The proposed approach is evaluated across five distinct datasets covering different architectures, compiler tool chains, and optimization levels. Experimental results show that the combination of call graphlets and the novel graph neural network architecture achieves comparable or state-of-the-art performance compared to baseline techniques across cross- architecture, mono-architecture and zero shot tasks. In addition, our proposed approach also performs well when evaluated against an out-of-domain function inlining task. The work provides a general and effective graph neural network-based solution for conducting binary code similarity detection.
uv venv --python 3.10
uv sync
Download and extract the datasets which can downloaded from Google Drive here
The run_searhpool_eval.py
script has been provided to make this straightforward.
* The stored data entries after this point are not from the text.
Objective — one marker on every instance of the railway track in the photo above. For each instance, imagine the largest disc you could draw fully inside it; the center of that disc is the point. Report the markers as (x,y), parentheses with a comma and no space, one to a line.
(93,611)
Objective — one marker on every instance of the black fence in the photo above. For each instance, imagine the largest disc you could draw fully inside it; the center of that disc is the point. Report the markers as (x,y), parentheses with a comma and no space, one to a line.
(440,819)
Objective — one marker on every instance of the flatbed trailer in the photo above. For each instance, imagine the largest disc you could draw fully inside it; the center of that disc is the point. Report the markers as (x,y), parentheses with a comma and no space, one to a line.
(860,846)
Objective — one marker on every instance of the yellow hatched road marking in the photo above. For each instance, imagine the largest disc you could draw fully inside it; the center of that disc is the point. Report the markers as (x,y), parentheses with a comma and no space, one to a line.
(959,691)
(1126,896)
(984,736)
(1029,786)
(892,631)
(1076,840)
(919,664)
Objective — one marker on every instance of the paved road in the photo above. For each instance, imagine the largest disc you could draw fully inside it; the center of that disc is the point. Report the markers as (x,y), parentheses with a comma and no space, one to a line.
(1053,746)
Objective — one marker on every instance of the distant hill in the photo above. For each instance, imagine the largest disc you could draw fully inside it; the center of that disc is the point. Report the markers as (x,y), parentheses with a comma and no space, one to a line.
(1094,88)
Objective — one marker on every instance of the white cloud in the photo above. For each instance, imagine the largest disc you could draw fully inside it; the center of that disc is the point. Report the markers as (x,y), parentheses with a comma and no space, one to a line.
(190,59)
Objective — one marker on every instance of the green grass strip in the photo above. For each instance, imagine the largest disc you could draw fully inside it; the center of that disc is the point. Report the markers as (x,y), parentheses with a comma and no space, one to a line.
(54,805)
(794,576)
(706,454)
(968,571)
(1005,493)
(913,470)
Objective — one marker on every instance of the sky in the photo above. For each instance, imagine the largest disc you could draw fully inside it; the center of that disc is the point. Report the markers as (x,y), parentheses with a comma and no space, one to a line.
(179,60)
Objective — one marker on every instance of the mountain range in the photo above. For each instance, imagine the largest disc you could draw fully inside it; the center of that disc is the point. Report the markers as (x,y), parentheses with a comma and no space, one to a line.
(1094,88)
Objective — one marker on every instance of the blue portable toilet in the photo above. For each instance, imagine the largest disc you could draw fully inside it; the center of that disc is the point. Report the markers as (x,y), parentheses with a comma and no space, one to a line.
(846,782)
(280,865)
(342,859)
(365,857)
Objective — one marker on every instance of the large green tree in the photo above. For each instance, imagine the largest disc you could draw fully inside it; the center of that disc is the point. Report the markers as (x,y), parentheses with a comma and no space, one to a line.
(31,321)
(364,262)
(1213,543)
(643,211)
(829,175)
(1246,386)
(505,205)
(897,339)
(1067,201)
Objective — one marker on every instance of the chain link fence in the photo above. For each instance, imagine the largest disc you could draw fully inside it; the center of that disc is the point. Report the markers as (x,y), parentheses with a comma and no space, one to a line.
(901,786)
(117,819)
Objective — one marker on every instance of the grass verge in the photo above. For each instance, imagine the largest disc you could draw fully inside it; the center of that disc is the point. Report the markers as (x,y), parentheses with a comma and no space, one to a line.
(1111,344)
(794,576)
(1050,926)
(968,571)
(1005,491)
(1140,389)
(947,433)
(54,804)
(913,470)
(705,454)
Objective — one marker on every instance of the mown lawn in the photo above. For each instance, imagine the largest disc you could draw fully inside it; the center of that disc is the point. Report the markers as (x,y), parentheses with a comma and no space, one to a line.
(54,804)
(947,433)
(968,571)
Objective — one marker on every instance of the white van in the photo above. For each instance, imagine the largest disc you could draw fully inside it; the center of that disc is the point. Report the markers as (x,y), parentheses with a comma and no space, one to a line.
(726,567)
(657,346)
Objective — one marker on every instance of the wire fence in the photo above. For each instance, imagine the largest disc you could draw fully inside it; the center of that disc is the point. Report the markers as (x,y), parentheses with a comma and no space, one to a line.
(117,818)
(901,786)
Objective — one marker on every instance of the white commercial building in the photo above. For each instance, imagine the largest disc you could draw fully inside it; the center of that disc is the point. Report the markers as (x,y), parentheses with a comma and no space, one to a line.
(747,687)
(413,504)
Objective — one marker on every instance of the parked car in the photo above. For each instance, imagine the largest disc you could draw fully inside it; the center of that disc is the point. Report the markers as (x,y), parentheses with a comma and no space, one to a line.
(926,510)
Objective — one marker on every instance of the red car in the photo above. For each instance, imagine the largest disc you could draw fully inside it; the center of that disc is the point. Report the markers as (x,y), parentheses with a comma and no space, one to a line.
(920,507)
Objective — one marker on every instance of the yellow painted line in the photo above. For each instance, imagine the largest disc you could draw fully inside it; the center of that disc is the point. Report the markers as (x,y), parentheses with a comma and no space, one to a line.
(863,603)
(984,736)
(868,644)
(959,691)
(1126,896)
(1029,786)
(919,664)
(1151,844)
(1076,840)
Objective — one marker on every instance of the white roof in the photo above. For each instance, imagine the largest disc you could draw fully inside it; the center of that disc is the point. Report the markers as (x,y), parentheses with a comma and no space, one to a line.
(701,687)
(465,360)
Using the test/cisco-d1-test-callers-edge-between
evaluation as an example, the results can re-produced by running:
python run_searchpool_eval.py --model paper-artefacts/models/best-model/8c913a81.ep350 \
--dataset datasets/test/cisco-d1-test-callers-edge-between \
--prefix cisco-d1-test \
--pools 500 \
--pool-sizes 100 \
--device cuda
Change the --dataset
to any of the evaluation dataset within datasets/
to re-create the other evals
The run_vuln_eval.py
script has been provided to make this too straightforward. Download the data from Google Drive here
and unzip.
The results for the NETGEAR device can then be reproduced with the following command:
python run_vuln_eval.py --model paper-artefacts/models/best-model/8c913a81.ep350 \
--data-root cgs/ \
--target netgear
The results for the TP-LINK device can then be reproduced with the following command:
python run_vuln_eval.py --model paper-artefacts/models/best-model/8c913a81.ep350 \
--data-root cgs/ \
--target tplink
The cli.py
script has been provided to demonstrate how you can train and evaluator
your own models using the KYN model and associated code base. In addition to this,
the generate_datasets.py
script has been provided to generate new datasets.
It is worth noting that the
generate_datasets.py
script will not create identical splits to those that are downloadable. This is due to the seed being set after the provided datasets were made.